If a charge starts moving spontaneously (that is, without any outside forces) due to the electric force, then it will move in the direction which decreases its potential energy. For a charge to start moving at all, it has to gain kinetic energy which must come from somewhere, and if there is nothing else pushing it, that energy must come from the electric potential energy, which drops as a result. One might say that the potential energy drops when the system does what it "wants" to do, or when the system is "relaxing", analogous to what happens in a spring whose potential energy decreases. Conversely, if the potential energy increases, then the system is "tensing": e.g. pulling two opposite charges away from each other will increase their potential energy because they are pulling back. Go through the example above again and see if this idea makes it easier to determine what the potential energy does.

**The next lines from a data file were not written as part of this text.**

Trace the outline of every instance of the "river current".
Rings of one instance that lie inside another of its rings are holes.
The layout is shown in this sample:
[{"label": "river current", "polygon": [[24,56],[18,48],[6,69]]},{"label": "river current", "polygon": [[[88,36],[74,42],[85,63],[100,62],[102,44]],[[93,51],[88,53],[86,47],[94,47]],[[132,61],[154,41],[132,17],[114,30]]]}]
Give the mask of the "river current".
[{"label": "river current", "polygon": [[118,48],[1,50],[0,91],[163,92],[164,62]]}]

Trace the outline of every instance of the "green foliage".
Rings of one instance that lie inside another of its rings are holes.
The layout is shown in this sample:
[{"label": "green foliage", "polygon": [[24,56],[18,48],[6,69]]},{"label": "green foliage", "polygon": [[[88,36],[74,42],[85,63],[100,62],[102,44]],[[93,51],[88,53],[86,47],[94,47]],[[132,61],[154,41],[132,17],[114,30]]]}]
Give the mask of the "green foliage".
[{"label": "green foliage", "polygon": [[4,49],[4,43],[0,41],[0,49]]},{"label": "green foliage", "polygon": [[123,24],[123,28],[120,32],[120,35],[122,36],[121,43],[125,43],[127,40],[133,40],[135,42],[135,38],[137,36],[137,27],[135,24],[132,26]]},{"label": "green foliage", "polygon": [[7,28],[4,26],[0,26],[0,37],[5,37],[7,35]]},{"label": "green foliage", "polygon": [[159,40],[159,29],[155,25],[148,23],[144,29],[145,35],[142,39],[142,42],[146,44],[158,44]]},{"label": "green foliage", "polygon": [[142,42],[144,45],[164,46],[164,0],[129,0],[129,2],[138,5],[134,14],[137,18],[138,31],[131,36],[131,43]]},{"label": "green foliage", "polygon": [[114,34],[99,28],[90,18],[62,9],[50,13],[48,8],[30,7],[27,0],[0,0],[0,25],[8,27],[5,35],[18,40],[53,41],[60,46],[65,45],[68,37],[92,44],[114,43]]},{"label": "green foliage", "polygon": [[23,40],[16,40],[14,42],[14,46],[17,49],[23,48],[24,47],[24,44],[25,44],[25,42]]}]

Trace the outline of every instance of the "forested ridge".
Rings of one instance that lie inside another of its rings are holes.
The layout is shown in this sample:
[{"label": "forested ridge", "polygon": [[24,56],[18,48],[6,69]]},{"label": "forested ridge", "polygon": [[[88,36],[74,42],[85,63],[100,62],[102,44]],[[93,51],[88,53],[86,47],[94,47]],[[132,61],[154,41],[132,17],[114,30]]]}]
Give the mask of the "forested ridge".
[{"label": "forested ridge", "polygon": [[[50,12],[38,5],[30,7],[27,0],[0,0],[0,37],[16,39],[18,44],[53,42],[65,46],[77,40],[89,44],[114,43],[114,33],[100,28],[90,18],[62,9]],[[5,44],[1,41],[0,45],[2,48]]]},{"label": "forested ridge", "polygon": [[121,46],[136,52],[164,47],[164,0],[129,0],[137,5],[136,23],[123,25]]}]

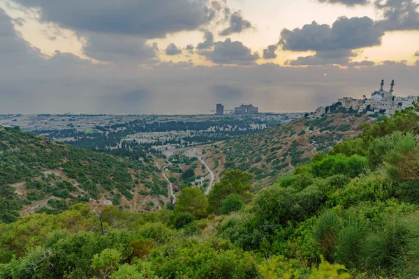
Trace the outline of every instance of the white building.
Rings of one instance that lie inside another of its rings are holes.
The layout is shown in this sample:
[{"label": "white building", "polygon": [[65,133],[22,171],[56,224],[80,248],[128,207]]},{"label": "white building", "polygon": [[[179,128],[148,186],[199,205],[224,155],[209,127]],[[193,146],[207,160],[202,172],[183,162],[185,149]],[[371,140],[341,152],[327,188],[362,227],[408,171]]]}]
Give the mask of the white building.
[{"label": "white building", "polygon": [[346,110],[352,108],[355,111],[367,111],[369,113],[379,112],[384,113],[385,115],[391,115],[397,110],[411,107],[413,102],[418,100],[418,96],[399,97],[393,96],[394,80],[391,82],[391,88],[389,91],[384,91],[384,80],[381,80],[380,85],[381,86],[380,90],[374,91],[371,94],[370,98],[367,98],[365,96],[363,99],[360,100],[354,99],[352,97],[344,97],[339,99],[338,102],[341,103],[341,107]]}]

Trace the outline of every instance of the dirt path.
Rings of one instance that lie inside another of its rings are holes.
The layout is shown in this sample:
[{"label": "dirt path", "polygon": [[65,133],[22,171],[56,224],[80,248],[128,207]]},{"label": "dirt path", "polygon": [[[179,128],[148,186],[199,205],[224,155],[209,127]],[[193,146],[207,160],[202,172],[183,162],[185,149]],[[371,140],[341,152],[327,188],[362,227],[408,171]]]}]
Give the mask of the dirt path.
[{"label": "dirt path", "polygon": [[192,149],[187,151],[186,155],[189,158],[198,158],[198,160],[199,160],[200,163],[202,163],[202,164],[205,166],[205,168],[210,173],[210,185],[208,185],[208,187],[205,190],[205,195],[209,195],[210,192],[211,192],[211,190],[212,190],[212,188],[214,187],[214,183],[215,181],[215,175],[214,174],[214,172],[210,168],[210,167],[208,167],[208,165],[207,165],[207,163],[203,160],[200,149],[197,149],[194,147]]},{"label": "dirt path", "polygon": [[163,174],[163,177],[164,177],[164,179],[166,180],[166,181],[168,181],[168,193],[169,193],[169,197],[173,197],[173,201],[172,202],[173,204],[175,204],[176,203],[176,196],[175,195],[175,194],[173,193],[173,183],[172,182],[170,182],[170,181],[168,178],[168,176],[164,172],[164,170],[161,169],[161,168],[159,165],[159,163],[156,163],[156,165],[157,166],[157,168],[161,171],[161,174]]}]

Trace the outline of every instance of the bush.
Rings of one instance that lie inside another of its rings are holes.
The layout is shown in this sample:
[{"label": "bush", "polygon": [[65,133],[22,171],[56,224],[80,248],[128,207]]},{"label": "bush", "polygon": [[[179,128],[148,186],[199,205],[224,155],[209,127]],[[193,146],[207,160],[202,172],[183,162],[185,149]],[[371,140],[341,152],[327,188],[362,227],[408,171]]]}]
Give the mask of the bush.
[{"label": "bush", "polygon": [[229,195],[221,202],[221,214],[229,214],[231,212],[237,211],[243,207],[244,204],[240,195]]},{"label": "bush", "polygon": [[346,157],[343,154],[329,155],[311,165],[311,173],[326,178],[335,174],[345,174],[355,177],[365,172],[368,160],[359,155]]},{"label": "bush", "polygon": [[313,227],[314,239],[328,261],[333,259],[341,228],[341,220],[336,213],[332,210],[323,213]]}]

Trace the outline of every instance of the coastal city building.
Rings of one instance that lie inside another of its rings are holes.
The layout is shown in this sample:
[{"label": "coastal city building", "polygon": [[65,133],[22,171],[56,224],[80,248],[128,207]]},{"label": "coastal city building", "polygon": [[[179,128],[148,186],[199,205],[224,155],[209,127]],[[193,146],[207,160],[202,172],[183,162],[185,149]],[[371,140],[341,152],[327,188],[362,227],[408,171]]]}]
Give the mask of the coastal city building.
[{"label": "coastal city building", "polygon": [[253,107],[251,104],[243,105],[239,107],[234,109],[234,112],[236,114],[257,114],[258,112],[258,108]]},{"label": "coastal city building", "polygon": [[217,115],[224,114],[224,106],[222,104],[216,104],[216,112]]},{"label": "coastal city building", "polygon": [[319,116],[323,114],[329,112],[330,107],[340,107],[348,110],[355,112],[366,112],[367,114],[379,114],[387,116],[392,115],[397,110],[402,110],[411,107],[413,102],[418,100],[418,96],[409,96],[407,97],[396,96],[393,95],[395,91],[395,81],[390,84],[390,89],[388,91],[384,90],[384,80],[380,84],[380,90],[375,91],[371,93],[370,98],[364,95],[362,99],[354,99],[352,97],[344,97],[333,103],[331,107],[320,107],[311,116]]}]

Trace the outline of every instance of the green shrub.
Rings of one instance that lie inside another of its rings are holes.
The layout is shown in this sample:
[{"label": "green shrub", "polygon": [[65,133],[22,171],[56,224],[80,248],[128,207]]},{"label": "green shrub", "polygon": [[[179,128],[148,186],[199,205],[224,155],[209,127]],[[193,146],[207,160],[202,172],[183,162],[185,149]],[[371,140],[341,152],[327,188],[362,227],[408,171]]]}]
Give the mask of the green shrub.
[{"label": "green shrub", "polygon": [[231,212],[237,211],[243,207],[244,204],[240,195],[230,194],[221,202],[221,214],[229,214]]},{"label": "green shrub", "polygon": [[193,222],[195,218],[189,212],[182,212],[175,218],[174,226],[179,229]]}]

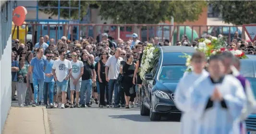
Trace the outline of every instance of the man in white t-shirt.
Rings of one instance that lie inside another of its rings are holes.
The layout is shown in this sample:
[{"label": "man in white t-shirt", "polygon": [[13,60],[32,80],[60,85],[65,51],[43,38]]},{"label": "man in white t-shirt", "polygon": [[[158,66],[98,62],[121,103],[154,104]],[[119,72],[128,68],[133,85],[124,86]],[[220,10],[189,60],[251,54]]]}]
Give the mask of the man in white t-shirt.
[{"label": "man in white t-shirt", "polygon": [[[52,66],[52,73],[53,77],[56,82],[57,94],[59,94],[61,91],[61,108],[64,108],[64,104],[66,103],[67,98],[67,90],[68,89],[68,79],[69,76],[72,73],[72,66],[71,62],[66,59],[66,51],[61,49],[59,52],[61,58],[54,61]],[[61,105],[60,100],[58,107]]]},{"label": "man in white t-shirt", "polygon": [[77,60],[77,54],[75,52],[72,52],[71,54],[73,61],[71,62],[72,65],[72,73],[70,75],[69,85],[70,85],[70,102],[71,105],[70,108],[74,107],[74,92],[75,90],[75,99],[76,103],[75,107],[80,108],[79,92],[80,92],[82,82],[82,75],[84,73],[84,63],[82,62]]}]

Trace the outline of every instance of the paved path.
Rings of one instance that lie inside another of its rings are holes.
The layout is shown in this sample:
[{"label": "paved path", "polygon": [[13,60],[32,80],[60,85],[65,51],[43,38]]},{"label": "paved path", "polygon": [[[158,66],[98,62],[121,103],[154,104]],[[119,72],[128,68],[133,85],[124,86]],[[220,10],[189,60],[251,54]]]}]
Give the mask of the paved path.
[{"label": "paved path", "polygon": [[180,129],[178,118],[176,121],[151,122],[148,116],[139,114],[138,108],[99,108],[93,105],[47,110],[52,134],[176,134]]},{"label": "paved path", "polygon": [[48,118],[42,107],[11,107],[1,134],[50,134]]}]

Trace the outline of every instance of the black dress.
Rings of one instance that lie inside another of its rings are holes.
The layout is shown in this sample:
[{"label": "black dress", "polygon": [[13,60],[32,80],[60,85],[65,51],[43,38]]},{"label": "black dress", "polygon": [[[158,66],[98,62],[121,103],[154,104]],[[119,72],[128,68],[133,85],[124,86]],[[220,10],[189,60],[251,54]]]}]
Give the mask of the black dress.
[{"label": "black dress", "polygon": [[[142,59],[142,53],[141,53],[140,56],[140,59],[139,60],[139,68],[140,67],[140,65],[141,64],[141,60]],[[140,78],[140,74],[139,72],[137,73],[137,84],[142,84],[142,80]]]},{"label": "black dress", "polygon": [[134,93],[133,80],[135,71],[135,65],[133,62],[131,65],[126,62],[123,65],[123,78],[122,83],[122,88],[126,96],[131,96]]}]

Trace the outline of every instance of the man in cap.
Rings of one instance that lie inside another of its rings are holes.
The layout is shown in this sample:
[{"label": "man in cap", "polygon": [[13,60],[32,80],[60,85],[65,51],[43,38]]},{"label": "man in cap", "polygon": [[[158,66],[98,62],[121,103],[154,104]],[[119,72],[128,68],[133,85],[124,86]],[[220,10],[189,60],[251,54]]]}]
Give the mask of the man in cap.
[{"label": "man in cap", "polygon": [[135,45],[137,45],[139,42],[140,42],[140,41],[138,40],[138,34],[134,33],[134,34],[133,34],[133,41],[132,42],[130,46],[131,49],[133,49],[133,48],[135,46]]}]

Work done by the electric field depletes the potential energy by the same amount, so we can relate the work W done to a charge to the change in potential energy ΔP:

$$W_{\mathrm{by\,field}}=-\Delta P$$
where the change in potential energy is the final value minus the initial value. The work can be defined in terms of the force, but in general the force won't remain constant as the charge moves, so we need to break the charge's motion into a number of small displacements \(\vec dr\), find the work done by each, and then add all the small amounts of work together. In other words
$$ \Delta P=P_f-P_i=-\int \vec F\cdot d\vec r$$
Let's consider a specific case: a source charge qs sits at the origin, and a target charge qt moves along the x-axis from x = xi to x = xf. We can then write \(\vec dr\) as dx x, and \(\vec F\cdot d\vec r\) as \(F_x\,dx\), and so
$$ \definecolor{r}{rgb}{1,0,0} \definecolor{b}{rgb}{0,0,1} \begin{eqnarray} P_f-P_i &=& -\int_{x_i}^{x_f}F_x\,dx\cr &=&-\int_{x_i}^{x_f}k{q_sq_t\over x^2}\,dx\cr &=&-kq_sq_t\int_{x_i}^{x_f}x^{-2}\,dx\cr &=&-kq_sq_t[-x^{-1}]_{x_i}^{x_f}\cr \Rightarrow {\color{r}P_f}-{\color{b}P_i}&=&{\color{r} {kq_sq_t\over x_f}}-{\color b {kq_sq_t\over x_i}}\cr \end{eqnarray}$$

Both sides of the final equation have a final value minus an initial value, and so one might suppose that we can match initial term with initial term, and final with final. This is too restrictive an assumption, however; the most we can assume from this result is that

$$P=k{q_sq_t\over d}+P_\infty$$

Here is a graph of the potential energy equation in two circumstances, as two charges move farther away from each other. If the charges have the same sign, so that qsqt>0, then the potential energy decreases as the charges separate; if the charges have opposite sign, the potential energy increases from negative infinity. In both cases, the potential energy approaches the same value P: from above if the charges repel, from below when they attract. It's important to remember that when we say that the "potential energy is increasing", we mean that it is becoming more positive, not that it is gaining a greater magnitude: P = –∞ is the lowest possible potential energy two charges can have, not P = 0.

The baseline

The variable P, called the baseline, is the potential energy that the two charges have if they are infinitely far apart (which you can see by evaluating the formula above with d=∞). It is a completely arbitrary constant; that is, we can set it equal to whatever we like, without affecting the physical result of our calculation. It is common to set it equal to zero to get rid of the second term in the equation above, but it isn't necessary.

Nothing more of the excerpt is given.